The Nova Scotia government plans to double the deed transfer tax for non-resident homebuyers, a move criticized by the province’s Realtors Association. The increase would raise the tax from five to ten percent, with officials estimating an additional $13 million in revenue. The Association argues that this tax hike would deter out-of-province buyers and hinder investment, particularly in rural areas. Suzanne Gravel, the incoming President of the Nova Scotia Association of Realtors, stated that this tax increase would drive potential buyers away and impact property sales, especially for cottage properties.
Finance Minister John Lohr defended the tax increase by stating that it would give Nova Scotians an advantage in bidding for properties against out-of-province competition, particularly in the midst of affordable housing shortages. However, Donna Harding, a real estate agent in Halifax, refuted this claim. She explained that most out-of-province buyers are interested in seasonal cottage properties, not the typical homes sought by first-time buyers. The tax increase would significantly raise the cost of these properties, making them less accessible for buyers, including Nova Scotians living in other provinces who wish to retire in their home province.
The deed transfer tax applies to all residential properties in Nova Scotia, including residentially zoned vacant land and properties with three dwelling units or less. According to Lars Osberg, an economics professor at Dalhousie University, this tax acts as a wedge between the buyer’s payment and the seller’s earnings. Osberg believes that the tax primarily impacts rural areas and does little to address housing shortages, particularly in urban centers like Halifax. He also criticized the tax for sparing large property owners while burdening middle-class homeowners, stating that it does not affect those who own apartment buildings.

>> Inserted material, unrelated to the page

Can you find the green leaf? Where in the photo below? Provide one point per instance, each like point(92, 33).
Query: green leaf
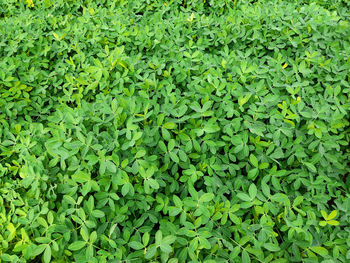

The Nova Scotia Realtors Association is set to voice their objections to the tax increase during a hearing with the legislature’s public bills committee, representing over 2,000 members. The association argues that this tax hike could have negative consequences for the real estate market in the province, discouraging potential buyers and hindering property investment, especially in rural areas. Critics of the tax increase believe that it could lead to reduced property sales, particularly for cottage properties, and that it unfairly burdens buyers while sparing large property owners. As the debate continues, the Nova Scotia government will need to reconsider the implications of doubling the deed transfer tax for non-resident homebuyers.